In the 19th and 20th centuries, the question of whether a shared faith or a national identity unifies the Jewish people was the major question of Jewish political thought, with some founders of Reform Judaism representing one extreme and secular Zionists the other. Yet most Jews have insisted that the answer lies somewhere in between. David Goodblatt examines how ancient authors—Jew and Gentile—thought of the Jews, noting that many referred to them by using the Greek term ethnos, which implied a group with both shared ancestry and shared customs:
[T]he connection between [Jews’] behavioral expressions of Jewish identity and their ancestors [found in Greek writings also] may appear in rabbinic tradition. The mid-2nd-century CE rabbi Yosi ben Ḥalafta appears as the author of the statement in the talmudic tractate of Y’vamot that “a convert is like a newborn child.” This could be understood to mean that the convert is “born again,” this time as a member of the Jewish people.

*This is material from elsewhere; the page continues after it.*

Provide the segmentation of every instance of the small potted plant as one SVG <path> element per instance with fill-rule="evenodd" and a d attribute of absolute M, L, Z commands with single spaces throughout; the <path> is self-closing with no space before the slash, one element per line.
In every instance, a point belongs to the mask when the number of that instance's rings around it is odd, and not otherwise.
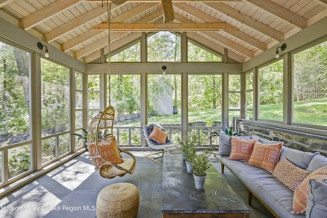
<path fill-rule="evenodd" d="M 75 135 L 78 136 L 78 141 L 79 141 L 80 139 L 81 139 L 83 138 L 84 140 L 84 146 L 85 147 L 85 149 L 86 150 L 86 151 L 88 151 L 88 149 L 87 148 L 87 144 L 86 144 L 87 142 L 87 131 L 85 129 L 83 129 L 83 128 L 81 128 L 81 129 L 82 129 L 82 130 L 83 130 L 83 132 L 84 132 L 84 134 L 81 135 L 80 134 L 78 134 L 78 133 L 72 133 L 72 135 Z"/>
<path fill-rule="evenodd" d="M 209 158 L 213 157 L 213 161 L 219 161 L 219 159 L 214 153 L 215 147 L 204 149 L 203 152 L 195 154 L 192 161 L 193 177 L 195 187 L 197 189 L 204 189 L 204 184 L 206 179 L 206 171 L 210 167 L 211 164 Z M 215 159 L 217 159 L 215 160 Z"/>
<path fill-rule="evenodd" d="M 193 173 L 192 167 L 192 161 L 197 152 L 195 147 L 196 143 L 196 138 L 193 134 L 189 135 L 185 133 L 185 137 L 183 139 L 177 139 L 177 141 L 180 144 L 179 147 L 182 151 L 182 153 L 184 156 L 185 163 L 186 163 L 186 169 L 188 173 Z"/>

If so, then one branch of rabbinic tradition disagreed. Tractate Bikkurim forbade converts from reciting the prayer formula “God of our fathers.” This indicates that culture is not sufficient for full membership in the Jewish people. A dissenting view cited in the Jerusalem Talmud permitted converts to recite this formula because they could claim the [the biblical patriarch] Abraham as their father or forefather. A probably later source, Midrash Tanḥuma, stated, “Abraham is the father of converts.” While this may mean only that Abraham was the original convert and hence model for all subsequent proselytes, it also could be taken as literal adoption. . . .
The fact that adopting the culture of a group entailed establishing a new kinship relation shows the tenacity of the idea that ancestry and behavior belong together. Further evidence of this concept in ancient thinking about ethnic identity is how Greeks commonly described the culture of an ethnos as “ancestral” as in “the ancestral customs” or “the ancestral laws.” . . .
In sum, the connection of behavioral expressions of Jewish identity to the ancestors reminds the reader that ancestry and culture normally go together. Further evidence for the ongoing significance of ancestry in Jewish identity appears in Tractate Sanhedrin, [where] Rabbi Abba ben Zavda (late-3rd early-4th century) comments, “Even though he has sinned, he is [still] an Israelite.” . . . Still more evidence on the ongoing role of ancestry comes from the phenomenon of the “Godfearers”—Gentiles who adopted Jewish practices but refrained from becoming full-fledged Jews. What they lacked was adoption by or absorption into the Jewish people.